What is a difference between a news paper article and a scientific article ? " Elephants on the street " versus " There are no elephants but they should be there ". During the third part of our interview with Björn Brembs we talked about the traditional scientific publishing in commercial journals. In highly digitalised era, this process is certainly old-fashioned, as it is not scrutinised as it needs to be which can lead to a lot of mistakes with negative consequences. Despite having alternatives with free and open license scientific communication platforms such as , scientists still tend to use journals (which they never read but libraries still pay for subscriptions) for their career promotion, tenures and grants. Björn suggests that instead of paying journal high fees (sometimes prices can reach millions of euros per year), universities should organise the suitable infrastructure for scientists where they can publish, comment and publicly scrutinise their and other researchers’ results, data and code.

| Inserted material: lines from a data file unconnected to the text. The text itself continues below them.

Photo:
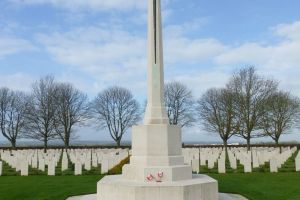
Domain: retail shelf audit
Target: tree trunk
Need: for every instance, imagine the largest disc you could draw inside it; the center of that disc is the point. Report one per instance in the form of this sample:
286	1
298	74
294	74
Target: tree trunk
118	142
248	144
277	142
225	146
45	144
67	143
13	143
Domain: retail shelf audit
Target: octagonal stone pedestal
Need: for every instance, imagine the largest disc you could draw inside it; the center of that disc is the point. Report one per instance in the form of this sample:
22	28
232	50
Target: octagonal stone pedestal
200	187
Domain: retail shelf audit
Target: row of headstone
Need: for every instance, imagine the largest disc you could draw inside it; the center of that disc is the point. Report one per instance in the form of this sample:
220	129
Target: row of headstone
257	157
88	158
297	161
23	160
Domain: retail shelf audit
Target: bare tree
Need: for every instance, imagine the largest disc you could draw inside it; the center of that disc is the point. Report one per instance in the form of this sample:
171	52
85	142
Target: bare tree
12	110
251	93
282	111
179	103
41	114
71	110
117	110
216	112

During the last fourth part of our interview with Björn Brembs we talked about high impact scientific journals and their prestige. Our guest explained that numerous studies showed that research in these journals is often irrelevant, irreproducible and sometimes even flawed. But scientists still find to be published in this journals very prestigious and essential for their careers, and moreover, they teach new young scientists to do the same. From Björn’s perspective we need to get rid of journals and let universities set up the infrastructure for scientific research, text, data and code which will be affordable, sustainable, reliable and open.